In this post we are going to look at some of the possibilities with the 5s when it comes to using it for digiscoping. Hopefully when you are done reading this you will be all set to get some great professional quality digipics!
As mentioned above, this phone is capable of taking phenomenal pictures. The first few pictures really showcase what is possible with this phone. Sure, it won’t totally replace your SLR, but in some cases it comes darn close, especially for distant subjects.
As you can see in the above images, you can get some pretty sharp images of birds. The background blurring is also pleasing to the eye without any type of editing in my opinion which helps take iPhone digiscoping from ‘record shot’ material, to truly good photography.

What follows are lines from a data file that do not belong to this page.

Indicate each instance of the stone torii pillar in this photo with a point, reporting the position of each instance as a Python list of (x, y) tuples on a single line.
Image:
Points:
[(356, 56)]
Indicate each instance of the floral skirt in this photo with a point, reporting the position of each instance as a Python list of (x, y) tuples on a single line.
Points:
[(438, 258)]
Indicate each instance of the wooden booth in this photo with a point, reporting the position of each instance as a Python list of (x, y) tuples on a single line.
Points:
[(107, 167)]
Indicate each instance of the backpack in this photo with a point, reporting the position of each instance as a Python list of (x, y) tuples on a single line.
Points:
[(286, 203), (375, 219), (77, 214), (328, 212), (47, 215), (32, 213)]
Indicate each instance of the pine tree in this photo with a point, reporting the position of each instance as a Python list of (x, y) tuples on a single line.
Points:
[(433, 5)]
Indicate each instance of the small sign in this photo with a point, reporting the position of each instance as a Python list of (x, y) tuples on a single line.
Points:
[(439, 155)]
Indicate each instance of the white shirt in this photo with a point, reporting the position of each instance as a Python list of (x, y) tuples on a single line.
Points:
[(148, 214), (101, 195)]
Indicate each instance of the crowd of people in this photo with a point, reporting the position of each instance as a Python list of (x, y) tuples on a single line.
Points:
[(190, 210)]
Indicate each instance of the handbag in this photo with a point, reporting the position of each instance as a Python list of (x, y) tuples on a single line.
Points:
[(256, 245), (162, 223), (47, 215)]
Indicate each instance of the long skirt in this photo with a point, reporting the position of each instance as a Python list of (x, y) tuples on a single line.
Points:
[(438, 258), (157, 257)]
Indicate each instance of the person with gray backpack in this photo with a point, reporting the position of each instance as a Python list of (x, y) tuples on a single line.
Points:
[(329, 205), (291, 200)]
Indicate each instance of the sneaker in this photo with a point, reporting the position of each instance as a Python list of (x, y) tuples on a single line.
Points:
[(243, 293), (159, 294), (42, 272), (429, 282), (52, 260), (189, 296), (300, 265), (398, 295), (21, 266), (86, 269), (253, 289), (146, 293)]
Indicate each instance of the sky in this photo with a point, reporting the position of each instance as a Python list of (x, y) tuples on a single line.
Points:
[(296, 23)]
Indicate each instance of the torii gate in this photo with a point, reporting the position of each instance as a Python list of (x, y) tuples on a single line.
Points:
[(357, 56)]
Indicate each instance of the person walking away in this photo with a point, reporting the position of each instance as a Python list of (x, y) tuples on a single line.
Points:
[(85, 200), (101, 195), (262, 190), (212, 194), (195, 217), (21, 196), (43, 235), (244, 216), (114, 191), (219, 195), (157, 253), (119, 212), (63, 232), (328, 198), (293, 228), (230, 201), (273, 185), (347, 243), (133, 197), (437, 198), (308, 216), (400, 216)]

One thing that is true with any camera is that you lose some quality if you use digital zoom. In theory, the iPhone still is taking 8 megapixel photographs when you zoom in. It re-samples the image over a smaller sensor size, but this makes the pixels smaller. The result is that photographs start to lose much of their sharpness and quality. While there may be some benefits to using it, it’s much better to crop a photo after the fact rather than using the digital zoom in our experience.
You can see in the two comparisons below that the images taken with digital zoom are not as sharp as the same subject taken with no digital zoom that is then cropped (on the left) or with zooming in with the scopes zoom lens (right). Images without the digital zoom show a lot more detail, more accurate and subtle color. Quality is still pretty decent with the digital zoom, so don’t be afraid to use it if you really need to get in there and get some detail on a gull that’s 2 miles out on a breaker wall.

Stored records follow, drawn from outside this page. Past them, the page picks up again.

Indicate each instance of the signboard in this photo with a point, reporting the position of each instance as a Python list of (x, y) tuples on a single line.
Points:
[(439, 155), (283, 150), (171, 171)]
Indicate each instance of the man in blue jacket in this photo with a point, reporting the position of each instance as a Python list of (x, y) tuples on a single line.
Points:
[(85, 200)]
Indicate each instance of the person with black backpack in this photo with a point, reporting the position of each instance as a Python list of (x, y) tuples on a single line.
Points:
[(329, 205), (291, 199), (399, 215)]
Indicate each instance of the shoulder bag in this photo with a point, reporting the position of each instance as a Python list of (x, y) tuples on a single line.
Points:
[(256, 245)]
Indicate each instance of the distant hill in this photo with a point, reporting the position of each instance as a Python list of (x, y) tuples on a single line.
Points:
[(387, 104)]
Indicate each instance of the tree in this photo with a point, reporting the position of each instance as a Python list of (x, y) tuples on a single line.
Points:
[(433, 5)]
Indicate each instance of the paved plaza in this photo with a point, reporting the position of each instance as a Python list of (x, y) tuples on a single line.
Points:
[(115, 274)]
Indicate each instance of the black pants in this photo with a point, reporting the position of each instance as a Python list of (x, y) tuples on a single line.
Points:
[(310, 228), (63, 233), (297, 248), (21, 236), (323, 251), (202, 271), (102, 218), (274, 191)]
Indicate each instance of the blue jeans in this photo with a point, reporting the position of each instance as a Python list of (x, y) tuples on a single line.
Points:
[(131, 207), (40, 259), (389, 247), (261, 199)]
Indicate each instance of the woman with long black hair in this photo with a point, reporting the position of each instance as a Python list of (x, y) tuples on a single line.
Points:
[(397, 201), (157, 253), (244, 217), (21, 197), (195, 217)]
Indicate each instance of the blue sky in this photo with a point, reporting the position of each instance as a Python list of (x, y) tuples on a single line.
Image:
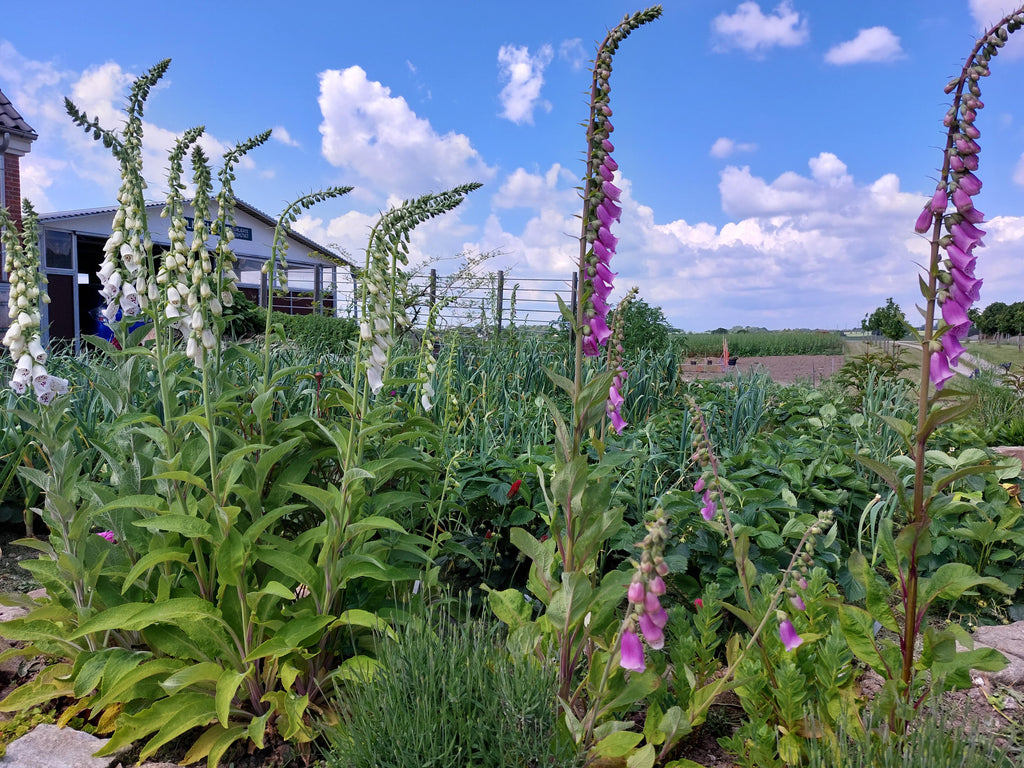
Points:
[(773, 156)]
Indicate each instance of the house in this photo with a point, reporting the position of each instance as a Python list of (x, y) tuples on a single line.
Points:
[(72, 249), (15, 141)]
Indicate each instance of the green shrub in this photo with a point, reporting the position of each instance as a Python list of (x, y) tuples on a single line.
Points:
[(445, 693), (932, 742)]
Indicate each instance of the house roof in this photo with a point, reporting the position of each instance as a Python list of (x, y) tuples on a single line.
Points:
[(239, 204), (12, 122)]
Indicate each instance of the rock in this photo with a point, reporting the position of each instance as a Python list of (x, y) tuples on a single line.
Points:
[(1009, 640), (8, 612), (49, 747)]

One pretty major upgrade with the iPhone 5s is the ability to take 10 frames per second. Previous iPhones can also do a burst mode but at a slower (but still very useful) frame rate. This high frame rate gives you the ability to freeze the action and make sure you get the shot you need. The nice feature here is also the fact that it will continue to take pictures as long as you hold down the shutter button until it reaches 999 pictures. These are full resolution pictures too! SLRs will take bursts, but after 12-20 pictures in a row it needs time to save them to the card but not the 5s, it does not slow down at all. This is quite impressive. After you are done you can choose your favorite shots and delete the ones that are not sharp. The Camera app will suggest which ones are the best based on how steady the camera was when it was taken among other things.
Previously, we used different apps to pull out still shots from video, but this ends up producing much lower quality images (1920×1080 max for videograbs vs 3264×2448 in the iPhone 5s burst mode). The high shutter speed means we will be relying more on the burst mode to capture record photos, and they will be of much better quality.
The picture above shows in the upper left corner that this was taken in burst mode. Your phone automatically selects one picture to display for all until you select favorites. By Clicking “Choose Favorites” it will bring you to a screen like the photo to left where you can pick all your best shots out of the bunch to save.
You can tap the clearest photos that show the identifying features of your subject and then you are set to share some spectacular photos in your eBird checklists or to the records committee!
There are a bunch of other useful features in the Camera app, including AE/AF lock which allows you to tap and hold on a point on the screen to lock the exposure and focus to that point. An ever improving High Dynamic Range (HDR) feature is fantastic for landscape photos where you have both shadows and bright areas in one photo but we have not tested this feature for digiscoping birds. The HDR feature takes three consecutive photos with different exposures and combines them into one, which may not be a fast enough process to capture any bird that is not sitting absolutely still.